Steve-O: I've been lokking for this! Ah! Put some god damn clothes on you sicko!

Miley: I'm naked on a wrecking ball showing off my pale boobs and butt. Now I'm dry humping a broken wall. I went from Disney to twerk crazed and skanky. I need to get therapy.

Ron Jememy: Excuse me I'm here for the porn. Bend over girl let's make this quick.

Miley: What do you mean? This is not porn.

Ron: Then why the hell are you naked?

Miley: Because I'm a wannabe whore who sluts it up to get more veiws.

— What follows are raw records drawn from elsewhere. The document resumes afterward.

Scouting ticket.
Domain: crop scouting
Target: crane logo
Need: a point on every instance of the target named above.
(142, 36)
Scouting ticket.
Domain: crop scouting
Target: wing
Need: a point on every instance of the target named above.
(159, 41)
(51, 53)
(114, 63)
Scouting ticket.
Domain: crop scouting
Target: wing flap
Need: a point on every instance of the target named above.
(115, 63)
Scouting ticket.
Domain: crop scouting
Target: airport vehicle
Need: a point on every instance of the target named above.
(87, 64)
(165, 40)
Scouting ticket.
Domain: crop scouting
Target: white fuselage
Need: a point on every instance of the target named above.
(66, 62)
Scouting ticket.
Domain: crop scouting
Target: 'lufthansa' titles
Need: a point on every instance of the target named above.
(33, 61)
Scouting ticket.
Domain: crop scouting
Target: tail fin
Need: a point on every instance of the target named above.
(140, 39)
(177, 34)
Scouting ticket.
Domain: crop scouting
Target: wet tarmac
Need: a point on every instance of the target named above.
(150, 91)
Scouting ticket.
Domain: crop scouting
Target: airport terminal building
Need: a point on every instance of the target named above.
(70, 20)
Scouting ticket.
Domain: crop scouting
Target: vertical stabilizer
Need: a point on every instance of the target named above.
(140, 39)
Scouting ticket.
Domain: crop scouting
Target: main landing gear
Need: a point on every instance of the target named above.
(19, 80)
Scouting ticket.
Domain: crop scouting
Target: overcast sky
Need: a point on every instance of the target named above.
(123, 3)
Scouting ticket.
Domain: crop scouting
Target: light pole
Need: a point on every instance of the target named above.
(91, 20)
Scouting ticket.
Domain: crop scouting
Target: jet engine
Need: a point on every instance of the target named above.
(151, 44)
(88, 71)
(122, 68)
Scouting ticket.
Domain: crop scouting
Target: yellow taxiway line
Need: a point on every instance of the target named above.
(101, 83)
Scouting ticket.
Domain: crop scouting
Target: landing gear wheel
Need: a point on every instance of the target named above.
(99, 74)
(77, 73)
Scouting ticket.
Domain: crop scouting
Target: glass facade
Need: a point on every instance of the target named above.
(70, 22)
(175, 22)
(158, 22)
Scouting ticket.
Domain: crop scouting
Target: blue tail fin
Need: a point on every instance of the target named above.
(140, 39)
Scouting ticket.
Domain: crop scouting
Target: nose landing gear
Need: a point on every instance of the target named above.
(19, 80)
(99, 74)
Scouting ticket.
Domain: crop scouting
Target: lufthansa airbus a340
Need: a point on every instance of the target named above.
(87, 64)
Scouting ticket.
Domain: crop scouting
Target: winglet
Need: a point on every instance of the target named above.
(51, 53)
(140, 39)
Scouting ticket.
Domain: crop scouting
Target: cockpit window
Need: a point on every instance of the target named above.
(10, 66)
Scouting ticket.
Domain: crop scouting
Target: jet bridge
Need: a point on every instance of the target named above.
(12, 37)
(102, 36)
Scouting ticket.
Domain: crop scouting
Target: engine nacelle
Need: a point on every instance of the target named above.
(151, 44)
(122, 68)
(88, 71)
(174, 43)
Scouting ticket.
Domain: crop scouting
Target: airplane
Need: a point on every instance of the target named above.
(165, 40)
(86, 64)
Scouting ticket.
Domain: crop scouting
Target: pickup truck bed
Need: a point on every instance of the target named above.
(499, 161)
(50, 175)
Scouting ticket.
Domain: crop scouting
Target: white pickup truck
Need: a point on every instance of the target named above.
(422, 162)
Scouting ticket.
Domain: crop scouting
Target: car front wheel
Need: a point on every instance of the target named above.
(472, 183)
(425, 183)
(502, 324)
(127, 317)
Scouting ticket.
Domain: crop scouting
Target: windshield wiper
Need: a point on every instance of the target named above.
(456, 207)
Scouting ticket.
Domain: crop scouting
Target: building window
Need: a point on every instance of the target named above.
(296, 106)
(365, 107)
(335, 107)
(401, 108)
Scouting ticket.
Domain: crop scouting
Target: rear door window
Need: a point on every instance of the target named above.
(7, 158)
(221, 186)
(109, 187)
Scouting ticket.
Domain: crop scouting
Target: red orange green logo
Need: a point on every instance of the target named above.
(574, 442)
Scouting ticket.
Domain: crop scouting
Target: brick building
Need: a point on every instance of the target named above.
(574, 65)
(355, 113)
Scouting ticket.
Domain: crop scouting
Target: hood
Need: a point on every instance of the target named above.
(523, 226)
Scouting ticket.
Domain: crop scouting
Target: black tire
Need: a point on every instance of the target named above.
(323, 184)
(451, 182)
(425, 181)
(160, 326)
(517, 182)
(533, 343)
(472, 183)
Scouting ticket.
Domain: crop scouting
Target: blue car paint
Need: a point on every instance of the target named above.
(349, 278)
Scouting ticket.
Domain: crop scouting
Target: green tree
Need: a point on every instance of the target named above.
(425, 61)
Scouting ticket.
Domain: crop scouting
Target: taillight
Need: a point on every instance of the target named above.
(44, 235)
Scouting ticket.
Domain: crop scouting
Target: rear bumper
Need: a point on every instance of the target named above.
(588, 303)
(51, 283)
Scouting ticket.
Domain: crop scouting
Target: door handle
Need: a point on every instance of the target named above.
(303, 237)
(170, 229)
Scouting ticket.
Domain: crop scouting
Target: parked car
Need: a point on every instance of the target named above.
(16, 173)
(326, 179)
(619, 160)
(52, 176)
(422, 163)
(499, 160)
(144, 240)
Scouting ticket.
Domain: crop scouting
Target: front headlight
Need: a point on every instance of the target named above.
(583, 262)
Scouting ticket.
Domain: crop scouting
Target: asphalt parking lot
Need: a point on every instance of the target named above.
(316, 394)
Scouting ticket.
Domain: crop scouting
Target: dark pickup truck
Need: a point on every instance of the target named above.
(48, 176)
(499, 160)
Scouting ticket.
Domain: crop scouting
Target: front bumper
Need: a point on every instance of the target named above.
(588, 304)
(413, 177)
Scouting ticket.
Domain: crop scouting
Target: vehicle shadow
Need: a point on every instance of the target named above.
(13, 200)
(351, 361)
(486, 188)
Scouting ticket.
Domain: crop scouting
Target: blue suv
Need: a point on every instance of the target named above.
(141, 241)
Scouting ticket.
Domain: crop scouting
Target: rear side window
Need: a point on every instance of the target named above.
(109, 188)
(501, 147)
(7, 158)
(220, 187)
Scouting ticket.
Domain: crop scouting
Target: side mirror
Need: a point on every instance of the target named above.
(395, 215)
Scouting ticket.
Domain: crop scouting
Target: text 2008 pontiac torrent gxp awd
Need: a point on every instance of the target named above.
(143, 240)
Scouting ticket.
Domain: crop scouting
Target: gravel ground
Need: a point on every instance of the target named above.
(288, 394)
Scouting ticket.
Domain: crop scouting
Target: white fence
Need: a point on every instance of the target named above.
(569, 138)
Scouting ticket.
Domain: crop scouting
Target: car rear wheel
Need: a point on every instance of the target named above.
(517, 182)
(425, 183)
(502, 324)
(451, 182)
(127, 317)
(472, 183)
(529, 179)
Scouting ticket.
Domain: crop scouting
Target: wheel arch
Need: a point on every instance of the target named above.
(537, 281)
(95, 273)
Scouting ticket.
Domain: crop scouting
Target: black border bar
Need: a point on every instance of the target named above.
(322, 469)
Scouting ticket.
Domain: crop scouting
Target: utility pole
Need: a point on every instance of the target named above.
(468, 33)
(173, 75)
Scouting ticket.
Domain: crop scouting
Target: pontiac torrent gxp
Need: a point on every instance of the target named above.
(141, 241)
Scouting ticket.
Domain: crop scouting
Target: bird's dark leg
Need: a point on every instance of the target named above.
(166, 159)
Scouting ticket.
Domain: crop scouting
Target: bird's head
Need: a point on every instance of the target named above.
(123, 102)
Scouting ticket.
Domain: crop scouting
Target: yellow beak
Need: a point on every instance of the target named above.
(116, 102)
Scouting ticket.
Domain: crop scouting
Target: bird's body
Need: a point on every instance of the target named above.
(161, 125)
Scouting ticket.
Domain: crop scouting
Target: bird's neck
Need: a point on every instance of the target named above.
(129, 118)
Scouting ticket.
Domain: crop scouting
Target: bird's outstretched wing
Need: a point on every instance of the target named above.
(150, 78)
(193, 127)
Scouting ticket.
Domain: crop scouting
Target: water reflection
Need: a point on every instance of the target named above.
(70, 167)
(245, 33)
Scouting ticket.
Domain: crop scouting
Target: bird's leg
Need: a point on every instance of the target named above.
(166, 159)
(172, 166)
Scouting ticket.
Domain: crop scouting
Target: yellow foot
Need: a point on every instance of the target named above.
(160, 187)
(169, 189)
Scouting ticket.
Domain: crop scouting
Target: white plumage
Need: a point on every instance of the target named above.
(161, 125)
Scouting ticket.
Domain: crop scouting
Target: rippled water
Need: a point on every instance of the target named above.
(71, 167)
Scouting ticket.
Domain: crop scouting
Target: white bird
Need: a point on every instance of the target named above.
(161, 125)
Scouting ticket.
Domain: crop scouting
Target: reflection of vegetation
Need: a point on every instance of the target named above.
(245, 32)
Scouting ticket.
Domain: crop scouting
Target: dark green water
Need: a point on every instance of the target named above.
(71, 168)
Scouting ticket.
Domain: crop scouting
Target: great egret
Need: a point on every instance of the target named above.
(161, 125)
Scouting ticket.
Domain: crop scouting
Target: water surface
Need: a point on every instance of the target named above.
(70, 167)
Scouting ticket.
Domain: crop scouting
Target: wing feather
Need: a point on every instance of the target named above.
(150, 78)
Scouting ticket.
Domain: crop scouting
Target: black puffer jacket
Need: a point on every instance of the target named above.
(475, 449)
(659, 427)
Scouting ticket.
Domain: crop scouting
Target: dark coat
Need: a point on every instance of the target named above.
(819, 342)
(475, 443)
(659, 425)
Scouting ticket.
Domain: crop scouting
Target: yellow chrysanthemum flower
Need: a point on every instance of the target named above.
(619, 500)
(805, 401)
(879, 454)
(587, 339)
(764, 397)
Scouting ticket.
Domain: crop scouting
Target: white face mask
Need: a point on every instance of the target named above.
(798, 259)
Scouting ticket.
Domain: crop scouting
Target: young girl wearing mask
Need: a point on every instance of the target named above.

Ron: So that mean we don't have to screw? Thank God!

Miley: Excuse me!

Ron: You are too dirty for Ron Jeremy sorry sweetie it's true.

Miley: I ruined a beautiful song with a disgusting video

Constrution worker #1: Ok this has gotten way too long! You need to get off of our construction site

Construction Worker #2: How do you expect us to work with a crazy anorexic chick swinging naked from our equiptment?

Construction Worker #1: And licking and humping everything she sees.

Miley: Sorry but I'm not leaving.

Construction Worker #2: Oh no, now she is twerking

Both Constuction Workers: Dear God, just kill us now please!